Asking prices slip back in August
by Gill Montia
The average asking price of a UK home fell in August, after nudging up 0.6% in July.
Vendors shaved a typical £5,102, or 2.2%, off their ambitions as they adjusted to lower seasonal demand.
The decline took the average asking price back to £222,762, compared to £227,864 in July, although London saw a steeper slide at 3.8%, reducing the average asking price in the Capital to £387,265.
However, buyer interest remained strong with record traffic from “marginal” buyers, a group described by Rightmove as those with “restricted loan parameters”.
The “creditworthy” also kept the website busy, trawling for quality homes which remain in short supply.
The number of new sellers in the month to mid-August stood at 82,700, 23% fewer than in the same period of 2008 and “dramatically down” on pre-credit crisis numbers of 149,000 and 167,000 for 2007 and 2006 respectively.
The firm’s commercial director, Miles Shipside, comments: “In spite of pent up demand, the market and pricing is boxed in by restrictive lending criteria put in place to ration mortgages given the lack of funds available to lenders”

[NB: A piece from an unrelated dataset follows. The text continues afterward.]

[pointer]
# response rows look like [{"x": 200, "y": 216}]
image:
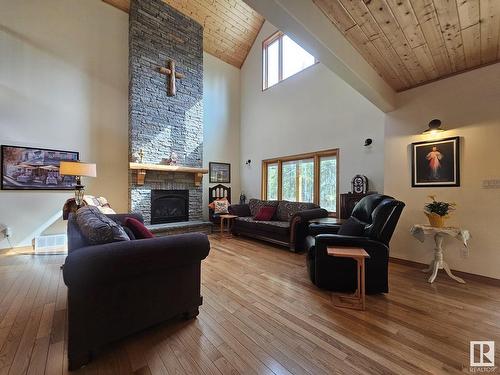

In a gloomy summary he adds that future price and transaction growth is governed by the “bottleneck” of mortgage availability, with change unlikely even in the medium term.
Referring to recent research from the Centre for Economics and Business Research, Mr Shipside concedes that mortgage application levels could “remain well below the levels seen in the early part of this decade as far ahead as 2013.”